Assim, os protestos estão marcados para acontecer às 12h30 em quatro cidades brasileiras: Brasília, São Paulo, Rio de Janeiro e Curitiba.
Ou seja, a comunidade ucraniana não reprova o fato do Brasil manter diálogo sobre comércio com a Rússia. Mas, seus membros pedem que o presidente Luiz Inácio Lula da Silva pare de tomar partido de Moscou na guerra da Ucrânia sob a alegação de estar promovendo a paz.
Ao longo das últimas semanas, Lula vem promovendo não apenas uma intensificação das relações comerciais, mas uma aproximação política com a Rússia e com a China, países que se alinharam com o Irã e a Coreia do Norte contra os Estados Unidos e a Europa após a volta da guerra de alta intensidade ao território europeu no ano passado.
O presidente petista vem adotando o discurso alinhado ao eixo Moscou-Pequim de tentar mudar a geopolítica mundial exercendo antagonismo ao Ocidente. Assessores de Lula têm minimizado suas declarações e argumentado que o Brasil quer dialogar tanto com a Rússia e a China como com os Estados Unidos e seus aliados.
"Não temos intenção de nos afastar de nenhum parceiro comercial, sobretudo da qualidade dos EUA. Nós estamos fazendo um esforço de aproximação, queremos investimentos do EUA no Brasil", disse Haddad durante a visita da comitiva brasileira à China.
Lula admitiu que não tem plano de paz para a Ucrânia
Na última sexta-feira (14), o petista admitiu que não possui um plano de paz para a Ucrânia, como vinha anunciando desde fevereiro, e acusou os Estados Unidos e seus aliados europeus de ajudar a Ucrânia a atacar a Rússia. A visão troca os papéis de vítimas e agressores e está alinhada com uma campanha mundial de desinformação patrocinada pelo Kremlin.
O principal argumento do presidente brasileiro para tratar do assunto internacionalmente era tentar mediar um acordo de paz entre Moscou e Kyiv. Mas, quando foi questionado pela TV estatal chinesa CCTV, na última sexta-feira, sobre qual era exatamente sua estratégia, Lula foi evasivo e disse que não tem um plano específico.
Segundo uma fonte ligada à organização dos protestos que pediu para não ser identificada, o grupo teme que o próximo passo de Lula seja determinar às Forças Armadas brasileiras que participem de exercícios militares conjuntos com a Rússia.
O governo da África do Sul foi alvo do mesmo tipo de ofensiva diplomática russa e aceitou neste ano participar de manobras militares navais coordenadas pelo Kremlin.
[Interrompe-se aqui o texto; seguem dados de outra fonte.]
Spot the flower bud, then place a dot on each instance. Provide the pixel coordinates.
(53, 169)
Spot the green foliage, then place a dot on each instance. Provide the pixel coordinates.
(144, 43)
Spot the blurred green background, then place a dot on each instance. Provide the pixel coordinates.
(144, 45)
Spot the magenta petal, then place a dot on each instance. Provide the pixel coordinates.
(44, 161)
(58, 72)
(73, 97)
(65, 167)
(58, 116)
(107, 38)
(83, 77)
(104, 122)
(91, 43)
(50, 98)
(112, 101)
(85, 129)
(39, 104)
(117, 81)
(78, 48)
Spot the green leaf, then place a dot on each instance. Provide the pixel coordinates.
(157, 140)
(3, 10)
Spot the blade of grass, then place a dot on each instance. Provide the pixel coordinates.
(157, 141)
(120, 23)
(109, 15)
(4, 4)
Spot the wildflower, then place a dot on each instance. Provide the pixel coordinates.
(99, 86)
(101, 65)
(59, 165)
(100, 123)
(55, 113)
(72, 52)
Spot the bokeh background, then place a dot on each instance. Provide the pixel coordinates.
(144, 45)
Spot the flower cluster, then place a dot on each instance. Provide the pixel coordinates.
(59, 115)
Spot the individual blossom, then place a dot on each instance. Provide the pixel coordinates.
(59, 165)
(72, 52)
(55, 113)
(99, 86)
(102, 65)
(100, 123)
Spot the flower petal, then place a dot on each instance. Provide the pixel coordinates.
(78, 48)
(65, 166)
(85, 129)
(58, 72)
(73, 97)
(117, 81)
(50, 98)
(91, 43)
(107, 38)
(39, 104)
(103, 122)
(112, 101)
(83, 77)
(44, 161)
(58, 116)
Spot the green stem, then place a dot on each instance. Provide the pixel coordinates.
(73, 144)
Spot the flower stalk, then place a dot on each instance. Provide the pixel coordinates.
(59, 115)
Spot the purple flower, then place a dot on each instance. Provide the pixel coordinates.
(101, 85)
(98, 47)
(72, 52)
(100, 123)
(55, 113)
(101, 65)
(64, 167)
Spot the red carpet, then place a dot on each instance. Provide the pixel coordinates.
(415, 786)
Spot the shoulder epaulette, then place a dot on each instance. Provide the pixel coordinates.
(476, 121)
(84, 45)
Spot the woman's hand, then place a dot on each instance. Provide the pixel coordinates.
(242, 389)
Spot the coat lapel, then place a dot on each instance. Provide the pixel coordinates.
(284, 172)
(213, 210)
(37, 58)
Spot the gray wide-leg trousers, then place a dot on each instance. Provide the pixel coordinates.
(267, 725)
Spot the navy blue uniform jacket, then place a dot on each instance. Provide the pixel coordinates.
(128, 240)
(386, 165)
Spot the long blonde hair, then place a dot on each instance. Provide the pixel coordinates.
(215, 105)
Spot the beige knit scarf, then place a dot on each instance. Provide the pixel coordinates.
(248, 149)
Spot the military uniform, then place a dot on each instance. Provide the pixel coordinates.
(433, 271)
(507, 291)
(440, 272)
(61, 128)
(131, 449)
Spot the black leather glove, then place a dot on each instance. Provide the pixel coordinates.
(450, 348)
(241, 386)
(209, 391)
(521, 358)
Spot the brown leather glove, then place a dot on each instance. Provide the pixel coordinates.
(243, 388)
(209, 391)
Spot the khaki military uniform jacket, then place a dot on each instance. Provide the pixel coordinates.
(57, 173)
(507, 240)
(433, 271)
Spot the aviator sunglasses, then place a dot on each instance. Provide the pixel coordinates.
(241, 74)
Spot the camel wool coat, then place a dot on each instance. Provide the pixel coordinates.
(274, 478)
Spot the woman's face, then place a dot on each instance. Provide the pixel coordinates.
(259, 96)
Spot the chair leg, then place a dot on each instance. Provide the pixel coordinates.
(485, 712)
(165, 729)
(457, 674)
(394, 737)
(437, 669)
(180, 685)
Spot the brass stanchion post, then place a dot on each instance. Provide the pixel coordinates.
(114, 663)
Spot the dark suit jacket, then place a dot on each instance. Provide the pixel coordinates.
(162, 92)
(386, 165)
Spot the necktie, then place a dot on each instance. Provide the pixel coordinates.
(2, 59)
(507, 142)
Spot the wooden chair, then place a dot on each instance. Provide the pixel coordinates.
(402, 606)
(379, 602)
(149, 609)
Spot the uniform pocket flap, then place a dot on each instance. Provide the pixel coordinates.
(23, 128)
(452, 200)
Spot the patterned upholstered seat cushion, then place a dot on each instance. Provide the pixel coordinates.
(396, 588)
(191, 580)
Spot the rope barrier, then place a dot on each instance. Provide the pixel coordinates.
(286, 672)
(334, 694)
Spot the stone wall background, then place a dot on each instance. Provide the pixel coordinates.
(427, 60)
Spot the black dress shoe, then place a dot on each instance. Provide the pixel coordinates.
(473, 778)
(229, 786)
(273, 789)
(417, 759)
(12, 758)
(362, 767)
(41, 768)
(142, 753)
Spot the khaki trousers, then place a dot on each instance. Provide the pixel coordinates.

Russo visitará ditaduras na Venezuela, Nicarágua e Cuba, onde não haverá manifestações
Lavrov deve se encontrar com o chanceler brasileiro Mauro Vieira e negociar uma viagem de Lula para Moscou. Depois de passar por Brasília, o alto funcionário do Kremlin vai visitar as ditaduras da Venezuela, da Nicarágua e de Cuba, que são as principais parceiras de Moscou na América Latina.
Até o momento, não há previsão de protestos nesses países que usam grandes aparatos de repressão a manifestações populares.
“Defendemos o reforço da cooperação russo-latino-americana com base no apoio mútuo, na solidariedade e tendo em conta os interesses um do outro”, escreveu Lavrov em artigo publicado pela revista mexicana Buzos de la Noticia.
A ação faz parte de uma tentativa do Kremlin de conseguir novos aliados na África e na América Latina em um esforço de confrontar os Estados Unidos e a União Europeia.
Representante ucraniano encara visita de russo com desgosto
Procurado pela reportagem por causa das possíveis manifestações contra o chanceler russo, o representante consular da Ucrânia em São Paulo, Jorge Rybka, disse não ver problemas no Brasil manter relações diplomáticas com quem quiser. Mas, afirmou que a visita de Lavrov ocorre em um momento complicado.
"Entendemos que o Brasil tem todo o direito e legitimidade de manter relações diplomáticas com as nações com as quais tem negócios. Mas o momento é complicado pois a agressão russa à Ucrânia continua. Nós vemos a visita de Lavrov com estranhamento e desgosto", afirmou.
"Gostaríamos que o Brasil continuasse a votar como fez na Assembleia da ONU reprovando a invasão russa", disse. No final de fevereiro, o Brasil votou favoravelmente a uma resolução da ONU exigindo que Moscou retire suas tropas dos territórios invadidos na Ucrânia. China, África do Sul, Índia e Irã se abstiveram.
Mas, na mesma ocasião, em um aceno a Moscou nas entrelinhas, o Brasil se absteve em duas votações secundárias que tentavam descaracterizar a resolução principal contrária à invasão.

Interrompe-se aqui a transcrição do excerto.